When you learn to read, you can the read to learn. And it’s same the thing
with coding: If you learn to code, you can the code to learn.
(Mitch Resnick)
Work your way up the programming ladder
As you work with data and mature within the data analytics space,
inevitably you might progress from working with small data in spreadsheets
to crunching Big Data with tools like Hadoop and Map Reduce and then
maybe onto being a Data Scientist. In such roles, the need for programming
becomes even more paramount.
But, when we talk about programming, it does not have to be fancy or
complicated. It can be as simple as creating simple routines, or scripts, or
workflows to automate mundane tasks, such as moving files, searching
folders, merging data sets, creating new datasets, de-duplicating datasets,
standardizing datasets, etc.
So start small and walk your way up the ladder by continuously
practicing and developing your skills.
STARTING PROGRAMMING AS A NOVICE
As a novice to programming, you can start simple. The journey of a
thousand miles begins with the first step.

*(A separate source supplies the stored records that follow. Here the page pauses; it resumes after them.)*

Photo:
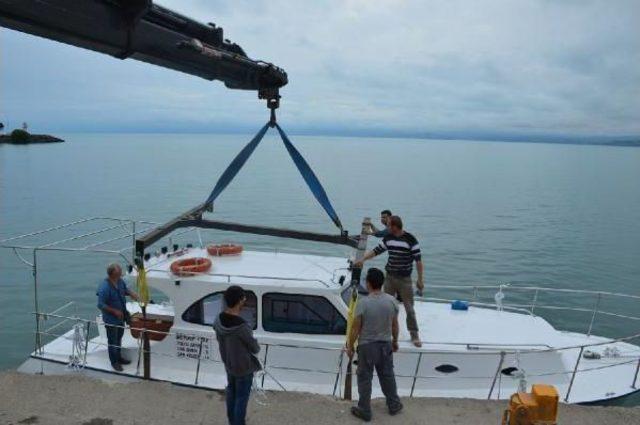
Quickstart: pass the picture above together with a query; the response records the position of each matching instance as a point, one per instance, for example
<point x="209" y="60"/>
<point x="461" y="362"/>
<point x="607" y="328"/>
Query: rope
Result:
<point x="76" y="359"/>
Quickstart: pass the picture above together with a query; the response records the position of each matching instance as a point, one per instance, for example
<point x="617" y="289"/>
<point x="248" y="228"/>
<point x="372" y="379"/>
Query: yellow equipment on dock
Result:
<point x="540" y="407"/>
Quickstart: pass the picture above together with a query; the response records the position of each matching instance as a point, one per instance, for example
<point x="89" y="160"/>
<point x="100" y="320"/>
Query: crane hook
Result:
<point x="273" y="102"/>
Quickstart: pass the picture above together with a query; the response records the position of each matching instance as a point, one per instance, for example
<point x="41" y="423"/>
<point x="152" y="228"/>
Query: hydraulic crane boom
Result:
<point x="142" y="30"/>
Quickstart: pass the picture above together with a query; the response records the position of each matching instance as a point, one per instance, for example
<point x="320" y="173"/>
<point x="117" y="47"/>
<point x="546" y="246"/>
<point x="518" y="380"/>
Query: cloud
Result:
<point x="570" y="67"/>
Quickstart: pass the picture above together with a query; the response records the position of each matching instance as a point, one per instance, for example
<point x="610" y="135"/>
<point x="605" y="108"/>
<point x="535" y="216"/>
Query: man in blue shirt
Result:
<point x="111" y="301"/>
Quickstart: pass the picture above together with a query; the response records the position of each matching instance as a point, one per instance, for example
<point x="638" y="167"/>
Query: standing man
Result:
<point x="384" y="219"/>
<point x="111" y="301"/>
<point x="238" y="348"/>
<point x="403" y="251"/>
<point x="375" y="326"/>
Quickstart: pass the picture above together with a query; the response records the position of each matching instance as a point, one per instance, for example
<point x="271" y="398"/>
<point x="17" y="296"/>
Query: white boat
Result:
<point x="298" y="309"/>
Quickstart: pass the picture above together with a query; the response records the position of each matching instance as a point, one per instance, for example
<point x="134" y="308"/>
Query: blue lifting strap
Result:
<point x="309" y="176"/>
<point x="236" y="165"/>
<point x="303" y="167"/>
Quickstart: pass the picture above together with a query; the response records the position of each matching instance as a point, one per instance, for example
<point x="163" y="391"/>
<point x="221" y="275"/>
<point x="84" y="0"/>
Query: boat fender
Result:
<point x="591" y="355"/>
<point x="460" y="305"/>
<point x="190" y="266"/>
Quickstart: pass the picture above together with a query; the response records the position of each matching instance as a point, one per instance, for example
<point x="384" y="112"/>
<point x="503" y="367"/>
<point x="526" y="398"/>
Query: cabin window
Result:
<point x="307" y="314"/>
<point x="206" y="310"/>
<point x="446" y="368"/>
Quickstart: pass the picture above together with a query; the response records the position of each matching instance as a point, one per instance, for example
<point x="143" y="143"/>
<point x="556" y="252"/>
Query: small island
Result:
<point x="23" y="137"/>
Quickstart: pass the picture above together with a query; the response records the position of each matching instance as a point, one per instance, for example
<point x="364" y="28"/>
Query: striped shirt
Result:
<point x="403" y="251"/>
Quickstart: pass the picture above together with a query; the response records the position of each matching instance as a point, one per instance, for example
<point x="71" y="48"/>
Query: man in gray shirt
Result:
<point x="375" y="326"/>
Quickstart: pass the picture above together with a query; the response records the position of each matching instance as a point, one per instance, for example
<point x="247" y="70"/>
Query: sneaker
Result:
<point x="395" y="410"/>
<point x="361" y="414"/>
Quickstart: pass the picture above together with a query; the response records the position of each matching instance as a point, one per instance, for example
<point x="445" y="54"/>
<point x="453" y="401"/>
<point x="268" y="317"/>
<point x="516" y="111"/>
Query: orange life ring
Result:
<point x="190" y="266"/>
<point x="224" y="249"/>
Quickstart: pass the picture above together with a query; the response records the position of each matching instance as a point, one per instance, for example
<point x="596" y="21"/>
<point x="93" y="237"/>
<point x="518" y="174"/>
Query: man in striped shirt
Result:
<point x="403" y="250"/>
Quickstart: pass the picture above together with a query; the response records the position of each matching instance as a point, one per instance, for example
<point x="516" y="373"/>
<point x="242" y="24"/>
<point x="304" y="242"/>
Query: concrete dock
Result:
<point x="70" y="400"/>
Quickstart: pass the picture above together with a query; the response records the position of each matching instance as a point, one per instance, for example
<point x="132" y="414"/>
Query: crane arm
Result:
<point x="142" y="30"/>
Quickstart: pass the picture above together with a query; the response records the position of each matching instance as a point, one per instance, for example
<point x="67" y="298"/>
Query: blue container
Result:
<point x="460" y="305"/>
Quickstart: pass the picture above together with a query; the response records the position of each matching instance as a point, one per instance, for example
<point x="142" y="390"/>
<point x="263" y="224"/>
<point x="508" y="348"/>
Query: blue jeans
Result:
<point x="114" y="339"/>
<point x="238" y="391"/>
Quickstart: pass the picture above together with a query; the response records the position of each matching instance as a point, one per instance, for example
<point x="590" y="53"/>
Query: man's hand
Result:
<point x="349" y="350"/>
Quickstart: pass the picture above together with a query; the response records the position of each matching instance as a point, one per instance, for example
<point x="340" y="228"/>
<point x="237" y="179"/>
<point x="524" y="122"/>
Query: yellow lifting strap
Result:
<point x="142" y="287"/>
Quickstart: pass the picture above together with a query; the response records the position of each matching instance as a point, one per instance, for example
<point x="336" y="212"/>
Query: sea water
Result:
<point x="485" y="213"/>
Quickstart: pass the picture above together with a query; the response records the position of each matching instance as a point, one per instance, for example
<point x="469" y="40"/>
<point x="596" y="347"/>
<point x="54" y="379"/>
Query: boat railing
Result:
<point x="593" y="311"/>
<point x="501" y="351"/>
<point x="519" y="298"/>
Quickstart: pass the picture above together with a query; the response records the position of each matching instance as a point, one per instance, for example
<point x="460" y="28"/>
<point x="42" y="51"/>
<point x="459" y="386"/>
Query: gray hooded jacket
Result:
<point x="237" y="345"/>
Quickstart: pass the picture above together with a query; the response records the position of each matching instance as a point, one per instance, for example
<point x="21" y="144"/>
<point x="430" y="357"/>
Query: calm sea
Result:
<point x="484" y="212"/>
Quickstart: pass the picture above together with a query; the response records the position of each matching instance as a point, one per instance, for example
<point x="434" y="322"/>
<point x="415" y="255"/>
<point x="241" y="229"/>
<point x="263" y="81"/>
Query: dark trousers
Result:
<point x="238" y="392"/>
<point x="378" y="356"/>
<point x="114" y="339"/>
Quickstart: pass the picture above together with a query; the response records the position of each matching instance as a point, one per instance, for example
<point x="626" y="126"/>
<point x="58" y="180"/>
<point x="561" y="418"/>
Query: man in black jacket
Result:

The most common question asked by anybody new to computer
programming is “What language is the best to start with?“. Many people
will tell you to jump straight into it by learning a more advanced language
such as C++ or Java, others will tell you to start with a more dated language
such as C. In my personal opinion, the best programming language to begin
learning is Visual Basic .NET. VB.NET is a really good language to learn
for a beginner because it requires no previous experience in programming.
The Syntax used in VB.NET is simple and very easy to understand.
Learning Visual Basic will give you a basic understanding of how computer
programming works and is also really entertaining! Although VB.NET is a
good place to start, I would not recommend using it for too long. More
advanced languages have a more advanced syntax and spending all of your
time using VB.NET could make it harder to move onto the more advanced
languages in the future.
Although every programming language has a different syntax, most
programming languages are similar. The first language that you learn will
be the hardest language that you learn because the concept will be new to
you. After learning your first language, you will have an understanding of
how computer programming works and that will help you a lot when it
comes to learning other languages. If you chose a language such as C++
with a more complicated syntax then it is going to be very confusing and
hard for you to understand if you do not have any prior experience. The first
language that you choose to learn is completely your choice, but we
strongly recommend that you begin with VB.NET.
(HowTo)
As the excerpt from Howtostartprogramming.com article articulates, the
first step to programming may entail choosing a language and then writing
a simple “Hello, World!” program. It’s that simple.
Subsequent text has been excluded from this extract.